An obvious prediction at this stage of development of the field of epigenomics is that our ability to generate experimental results will shortly overwhelm our ability to manage and analyze these complex, highly-dimensional data. Some of these problems will require standardization of vocabularies and the definition of common data elements to allow the kind of syntactic and semantic interoperability that allows us to integrate diverse sources of data. However, for the purpose of this review we will focus on the more immediate need to analyze the results of epigenomic studies.
While genomic DNA is generally packaged into chromatin, around functional regulatory sequences local chromatin structure is often disrupted, making the regions accessible for transcription factors. These regions, typically ~250 bp in length, are hypersensitive (HS) to DNAseI, thus can be detected throughout the genome by comparing the DNase treated to non-treated genomic DNA using high-throughput quantitative PCR (Dorschner et al. 2004). Given a collection of experimentally detected HS sequences and non-HS control sequences, a support vector machine (SVM) can be trained to differentiate HS from non-HS sequences and predict new HS sequences in the genome with 85% accuracy. In the SVM, each sequence is embedded into a vector that contains the counts of all k-mers (k = 1 to 6) in the sequence. The SVM found the CG-dinucleotide to be the most important sequence feature in the determination of HS, and predicted 65% of HS sequences to be > 5 kb from the nearest transcription start site. The HS sequences were also found to be enriched with CTCF recognition sequences, which are signature insulator elements (Noble et al. 2005).

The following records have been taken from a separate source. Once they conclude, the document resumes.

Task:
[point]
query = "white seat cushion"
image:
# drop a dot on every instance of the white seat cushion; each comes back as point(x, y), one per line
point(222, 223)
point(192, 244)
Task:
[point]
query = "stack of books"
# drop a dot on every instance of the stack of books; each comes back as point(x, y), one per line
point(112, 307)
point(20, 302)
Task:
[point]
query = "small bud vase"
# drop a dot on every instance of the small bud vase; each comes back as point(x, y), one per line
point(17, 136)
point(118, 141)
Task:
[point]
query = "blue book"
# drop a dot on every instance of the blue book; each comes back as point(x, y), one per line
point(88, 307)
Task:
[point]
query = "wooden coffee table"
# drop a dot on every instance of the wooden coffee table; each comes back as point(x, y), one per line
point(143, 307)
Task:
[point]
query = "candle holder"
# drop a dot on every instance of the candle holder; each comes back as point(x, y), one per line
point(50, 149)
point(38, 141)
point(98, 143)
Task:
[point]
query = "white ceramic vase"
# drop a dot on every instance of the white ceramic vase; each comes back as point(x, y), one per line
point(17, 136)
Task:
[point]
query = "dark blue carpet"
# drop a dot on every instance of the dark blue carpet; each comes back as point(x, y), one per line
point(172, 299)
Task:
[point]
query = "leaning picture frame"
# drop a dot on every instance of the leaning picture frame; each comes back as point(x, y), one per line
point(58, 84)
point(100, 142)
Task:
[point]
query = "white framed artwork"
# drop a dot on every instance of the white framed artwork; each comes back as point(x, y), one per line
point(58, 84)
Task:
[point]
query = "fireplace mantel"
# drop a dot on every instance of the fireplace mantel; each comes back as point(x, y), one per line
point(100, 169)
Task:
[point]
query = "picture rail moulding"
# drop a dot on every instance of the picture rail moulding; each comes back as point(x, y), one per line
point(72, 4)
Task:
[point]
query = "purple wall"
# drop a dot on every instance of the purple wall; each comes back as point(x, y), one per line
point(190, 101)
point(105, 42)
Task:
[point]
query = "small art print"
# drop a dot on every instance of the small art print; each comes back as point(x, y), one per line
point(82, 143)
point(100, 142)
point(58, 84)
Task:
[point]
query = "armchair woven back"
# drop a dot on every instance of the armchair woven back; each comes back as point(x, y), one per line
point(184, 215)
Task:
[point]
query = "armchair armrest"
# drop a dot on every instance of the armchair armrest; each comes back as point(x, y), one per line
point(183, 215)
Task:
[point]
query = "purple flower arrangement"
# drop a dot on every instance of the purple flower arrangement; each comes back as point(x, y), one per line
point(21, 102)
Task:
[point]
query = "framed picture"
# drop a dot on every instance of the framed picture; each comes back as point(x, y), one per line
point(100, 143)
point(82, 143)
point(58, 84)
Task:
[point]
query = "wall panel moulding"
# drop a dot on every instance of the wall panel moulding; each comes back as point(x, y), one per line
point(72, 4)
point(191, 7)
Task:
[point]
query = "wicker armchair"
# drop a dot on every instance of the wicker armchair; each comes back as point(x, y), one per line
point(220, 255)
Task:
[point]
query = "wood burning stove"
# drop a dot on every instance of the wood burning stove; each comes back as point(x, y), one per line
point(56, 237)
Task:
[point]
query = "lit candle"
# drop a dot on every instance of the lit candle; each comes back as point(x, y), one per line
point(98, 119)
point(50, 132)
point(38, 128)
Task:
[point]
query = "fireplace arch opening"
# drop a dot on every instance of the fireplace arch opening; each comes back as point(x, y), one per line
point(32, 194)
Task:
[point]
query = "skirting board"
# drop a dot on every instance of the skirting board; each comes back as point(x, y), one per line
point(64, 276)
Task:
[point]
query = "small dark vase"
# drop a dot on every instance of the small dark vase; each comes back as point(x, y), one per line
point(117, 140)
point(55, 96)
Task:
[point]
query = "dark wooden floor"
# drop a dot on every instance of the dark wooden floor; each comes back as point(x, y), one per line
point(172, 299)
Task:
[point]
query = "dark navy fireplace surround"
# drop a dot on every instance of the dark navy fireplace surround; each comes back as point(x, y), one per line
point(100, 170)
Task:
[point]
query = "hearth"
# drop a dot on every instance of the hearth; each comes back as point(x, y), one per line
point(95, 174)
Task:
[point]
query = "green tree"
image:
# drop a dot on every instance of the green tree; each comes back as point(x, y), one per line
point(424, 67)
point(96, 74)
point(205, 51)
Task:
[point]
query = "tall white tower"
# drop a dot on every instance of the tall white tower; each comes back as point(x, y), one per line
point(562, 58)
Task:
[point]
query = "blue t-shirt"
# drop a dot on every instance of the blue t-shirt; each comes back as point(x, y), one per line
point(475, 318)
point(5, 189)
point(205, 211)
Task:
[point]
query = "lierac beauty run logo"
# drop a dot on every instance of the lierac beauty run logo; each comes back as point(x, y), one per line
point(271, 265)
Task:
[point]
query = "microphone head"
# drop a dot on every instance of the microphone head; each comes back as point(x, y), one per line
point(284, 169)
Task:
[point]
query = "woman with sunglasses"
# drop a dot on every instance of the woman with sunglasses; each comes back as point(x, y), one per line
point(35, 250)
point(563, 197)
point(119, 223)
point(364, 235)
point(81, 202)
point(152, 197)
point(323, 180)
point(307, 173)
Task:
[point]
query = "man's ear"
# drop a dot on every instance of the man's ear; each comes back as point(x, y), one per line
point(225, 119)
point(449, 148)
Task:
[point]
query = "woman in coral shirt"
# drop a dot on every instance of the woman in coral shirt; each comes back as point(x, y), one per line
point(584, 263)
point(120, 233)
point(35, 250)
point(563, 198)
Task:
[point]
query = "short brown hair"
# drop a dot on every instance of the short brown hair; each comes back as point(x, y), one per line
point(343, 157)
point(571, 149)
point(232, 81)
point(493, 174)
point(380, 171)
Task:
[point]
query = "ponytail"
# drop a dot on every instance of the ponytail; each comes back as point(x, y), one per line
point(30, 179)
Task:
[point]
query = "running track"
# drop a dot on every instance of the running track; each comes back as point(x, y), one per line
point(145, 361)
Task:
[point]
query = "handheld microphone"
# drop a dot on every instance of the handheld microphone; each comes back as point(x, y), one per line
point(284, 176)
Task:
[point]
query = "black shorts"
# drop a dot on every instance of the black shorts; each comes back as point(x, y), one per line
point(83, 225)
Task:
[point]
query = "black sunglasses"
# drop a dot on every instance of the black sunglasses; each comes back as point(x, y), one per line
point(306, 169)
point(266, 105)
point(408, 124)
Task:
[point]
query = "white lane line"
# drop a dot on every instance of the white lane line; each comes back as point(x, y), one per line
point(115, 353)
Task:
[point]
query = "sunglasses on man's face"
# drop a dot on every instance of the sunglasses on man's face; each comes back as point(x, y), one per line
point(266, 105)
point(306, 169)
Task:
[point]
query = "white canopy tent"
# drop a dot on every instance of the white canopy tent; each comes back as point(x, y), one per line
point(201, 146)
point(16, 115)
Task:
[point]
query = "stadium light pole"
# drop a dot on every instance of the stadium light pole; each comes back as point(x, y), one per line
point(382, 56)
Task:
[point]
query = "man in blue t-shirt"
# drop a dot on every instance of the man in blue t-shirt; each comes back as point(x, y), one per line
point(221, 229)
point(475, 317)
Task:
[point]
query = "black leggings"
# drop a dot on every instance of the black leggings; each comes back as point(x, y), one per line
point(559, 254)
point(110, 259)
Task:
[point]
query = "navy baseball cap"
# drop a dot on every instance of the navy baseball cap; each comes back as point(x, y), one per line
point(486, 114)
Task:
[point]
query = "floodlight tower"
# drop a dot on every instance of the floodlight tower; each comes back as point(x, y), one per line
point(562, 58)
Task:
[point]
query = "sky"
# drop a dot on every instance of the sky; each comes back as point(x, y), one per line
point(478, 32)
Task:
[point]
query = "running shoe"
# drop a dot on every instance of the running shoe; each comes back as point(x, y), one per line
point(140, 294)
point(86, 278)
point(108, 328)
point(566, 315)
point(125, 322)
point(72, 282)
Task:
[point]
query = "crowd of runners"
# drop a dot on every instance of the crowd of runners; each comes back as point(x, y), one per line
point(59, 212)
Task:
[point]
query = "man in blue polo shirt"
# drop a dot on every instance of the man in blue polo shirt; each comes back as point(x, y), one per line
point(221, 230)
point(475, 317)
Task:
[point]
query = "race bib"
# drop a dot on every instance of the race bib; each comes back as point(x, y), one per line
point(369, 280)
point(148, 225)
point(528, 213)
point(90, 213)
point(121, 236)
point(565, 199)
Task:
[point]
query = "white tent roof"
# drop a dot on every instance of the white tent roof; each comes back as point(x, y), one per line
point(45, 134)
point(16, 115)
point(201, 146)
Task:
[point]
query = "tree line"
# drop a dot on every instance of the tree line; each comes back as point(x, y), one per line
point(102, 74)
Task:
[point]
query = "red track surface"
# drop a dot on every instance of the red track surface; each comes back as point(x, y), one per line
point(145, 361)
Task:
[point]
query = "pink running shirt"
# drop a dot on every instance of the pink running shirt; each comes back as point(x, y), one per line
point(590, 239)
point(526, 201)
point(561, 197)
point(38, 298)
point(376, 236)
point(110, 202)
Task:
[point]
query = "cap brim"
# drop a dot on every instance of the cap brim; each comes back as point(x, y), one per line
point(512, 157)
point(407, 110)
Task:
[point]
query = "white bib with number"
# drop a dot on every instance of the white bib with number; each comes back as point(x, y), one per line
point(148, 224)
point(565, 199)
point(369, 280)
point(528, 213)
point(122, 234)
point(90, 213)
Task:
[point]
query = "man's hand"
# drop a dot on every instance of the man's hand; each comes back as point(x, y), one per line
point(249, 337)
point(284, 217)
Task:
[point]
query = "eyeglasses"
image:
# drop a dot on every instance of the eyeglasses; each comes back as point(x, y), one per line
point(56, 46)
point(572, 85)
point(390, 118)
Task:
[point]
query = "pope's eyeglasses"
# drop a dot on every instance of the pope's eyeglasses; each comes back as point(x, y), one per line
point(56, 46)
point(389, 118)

In another nucleosome occupancy study, differentially labeled micrococcal nuclease (MNase)-treated and non-treated yeast genomic DNA were hybridized to microarrays with overlapping 50-mer probes tiled every 20 bp across the yeast chromosome (Yuan et al. 2005) . Nucleosome-associated DNA is resistant to MNase digestion, whereas the nucleosome-free DNA regions or linkers are hypersensitive. The authors constructed a hidden Markov model to look for well-positioned nucleosomes as a run of 6–8 high-ratio probes (~146 bp) and delocalized nucleosomes as a run of >9 high-ratio probes (Yuan et al. 2005). The remaining regions with runs of low-ratio probes were considered nucleosome-depleted DNA regions. The hidden Markov model identified nucleosome-depleted regions of ~150 bp at ~200 bp upstream of many ORFs. These regions are more conserved than the background genomic sequence, include many transcription-factor binding sites, and are enriched for poly-A and poly-T.
Noise is inevitable in ChIP-chip experiments due to the random nature of chromatin shearing, nonspecific binding during the immunoprecipitation step, infidelities in DNA amplification and labeling, and the noise intrinsic to microarray synthesis and hybridization. The means of dealing with these problems to date have been based on performing independent experimental replicates, although advances in molecular techniques and microarray resources are improving our ability to define signals with confidence based on single experiments. To combine experimental replicates, an error model first proposed by Hughes et al (Hughes et al. 2000) was adapted to ChIP-chip experiments (Harbison et al. 2004; Lee et al. 2002; Ren et al. 2002; Simon et al. 2001). For ChIP-chip conducted on a transcription factor, a (ratio, p-value) pair is reported for each intergenic probe. The ratio is a weighted average of ChIP over control fold-change in the replicates, where weight is based on the fold-change and systematic error in each replicate. The product of ratio and weight sum follows a normal distribution, so its p-value can be calculated. A p-value of 0.001 has been often used as the threshold to call a binding target, at which level false positive and false negative rates are estimated as 6–10% and 24%, respectively (Lee and Young 2000). Each intergenic sequence represented on the microarray is assigned to the gene(s) downstream of it. An intergenic region is assigned to two genes if it lies in between two divergently transcribed genes (←→), and not assigned if it lies in between two convergently transcribed genes (→←).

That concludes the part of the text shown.